- Paul Davidson
Bush vs. Kerry
With one day to go before one of the most controversial elections ever (I don’t know if that’s really true but it makes it sound so much more dramatic), there are still some things left to discuss.
Sure, the candidates have bloated the air waves with their thoughts on 9/11, terrorism, unemployment, taxes, stem cell research, God in the classroom, Heinz ketchup, lesbian daughters and missing weapon caches… But have they really gotten down to the nitty gritty? Have they really discussed the stuff we normal non-political human beings want to know the answers to?
No, they haven’t.
So, in an attempt to help you make your final decision, WFME presents you with a list of “versus” subjects, and the candidate WE BELIEVE would win in those scenarios. This is all based on polls, scientific data and algorithms that we do not understand:
Q: When you use the bathroom, while living with females, after having gone “number one” what do you believe should be done with the toilet seat?
A: Bush believes that the toilet seat should be left open because terrorists may possibly use a hidden dark area such as that to hide explosives. Kerry believes that whatever his wife wants him to do (he respects all females) is the way to go.
Result: Bush wins. Why: Because any man who believes someone could hide explosives in your toilet has obviously seen the movie Lethal Weapon 2 and is an avid movie watcher, which appeals to the general public more than husbands who do whatever their wives say.

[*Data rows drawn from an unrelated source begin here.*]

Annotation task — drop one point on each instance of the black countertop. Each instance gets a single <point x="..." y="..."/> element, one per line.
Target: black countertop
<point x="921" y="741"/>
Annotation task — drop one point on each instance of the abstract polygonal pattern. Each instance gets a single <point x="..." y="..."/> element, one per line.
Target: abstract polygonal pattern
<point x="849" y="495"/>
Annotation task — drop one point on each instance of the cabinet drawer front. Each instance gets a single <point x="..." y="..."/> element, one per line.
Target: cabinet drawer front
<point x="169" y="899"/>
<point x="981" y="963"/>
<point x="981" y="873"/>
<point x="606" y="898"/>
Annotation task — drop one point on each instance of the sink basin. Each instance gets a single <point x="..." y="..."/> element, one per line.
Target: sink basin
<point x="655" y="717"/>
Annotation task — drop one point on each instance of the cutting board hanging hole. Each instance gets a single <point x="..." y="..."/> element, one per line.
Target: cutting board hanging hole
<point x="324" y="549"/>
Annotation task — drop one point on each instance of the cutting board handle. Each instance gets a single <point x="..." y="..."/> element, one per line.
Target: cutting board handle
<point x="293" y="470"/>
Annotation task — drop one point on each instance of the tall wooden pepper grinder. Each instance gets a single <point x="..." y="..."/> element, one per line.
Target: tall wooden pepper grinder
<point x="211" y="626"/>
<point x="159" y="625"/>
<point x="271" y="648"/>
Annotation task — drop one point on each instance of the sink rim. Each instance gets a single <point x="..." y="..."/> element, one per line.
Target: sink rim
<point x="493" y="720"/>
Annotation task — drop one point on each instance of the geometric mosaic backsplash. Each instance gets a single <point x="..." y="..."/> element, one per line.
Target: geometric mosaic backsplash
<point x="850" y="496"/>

Q: What percent milk do you use when you use it, and what do you use it on?
A: Bush uses whole milk in everything, including his cereal which usually ends up being Corn Flakes, Frosted Flakes or Granola. Kerry, on the other hand, drinks 1% skim milk and uses it in his Grape Nuts.
Result: Kerry wins. Why: Because Bush can’t quite make up his mind when it comes to cereal. Does he like bland, sweet or crunchy cereal? Kerry, however, has made the choice to live a life of health, including keeping his heart strong (which will not have an attack due to stress when we’re attacked) and his teeth strong due to the eating of a cereal whose consistency is that of tiny pebbles.
Q: Who’s a nerd?
A: Bush flies in fighter planes, gets on aircraft carriers, shoots ducks, digs up bugs in the wilderness and lives on a farm. He’s got horses, dogs, and big trucks with lots of storage. Kerry served this country on a floating barge, wears tailored suits, loves his daughters immensely and married a wife whose money comes from a Ketchup empire.
Result: Bush wins. Why: He’s not a nerd.
Q: Who really would be my best friend if I asked them to be my best friend?
A: Bush would totally tell me we were going to be best friends. He’d probably send me some kind of letter saying that he was my best friend, signing it, saying it on camera, and then forgetting about me. Kerry would hang out with me and play video games at Chuck E. Cheese’s Pizza Time Theater and call me on my birthday.
Result: Kerry wins. Why: He may not make me as many “best friend” promises as Bush would, but he’d fulfill his best friend duties by calling and hanging out with me, however limited that might be.
Q: What would they get me for my birthday?
A: Bush would get me a gift certificate to Red Envelope, a place that almost any object can be purchased online. Kerry would send me a carton of something, that I probably wouldn’t even recognize because it was too “above my head.”
Result: Bush wins. Why: He’s giving me the choice (within reason) to buy whatever I want (within reason). Although he may have had an assistant order it and send it to me, it’s better than some carton of crap that Kerry’s sending to me to show off how rich or cultured he is.
Q: When I slam my finger in the car door, how do they handle it?
A: Bush immediately calls 911 and makes sure they take me to the hospital. Kerry takes me to the hospital and plays They Might Be Giants on the CD player while we’re on our way there (while I’m bleeding all over his leather seats) to keep me smiling.
Result: Kerry wins. Why: Bush just gets me there, but he doesn’t care how. Kerry wants me to feel better while on the trip to getting sewed up. And he even plays one of my favorite bands on the CD player — which rocks!
Ultimate WFME Poll Result: It’s a dead heat. 50% Bush / 50% Kerry
Unfortunately, you’re going to have to decide on your own.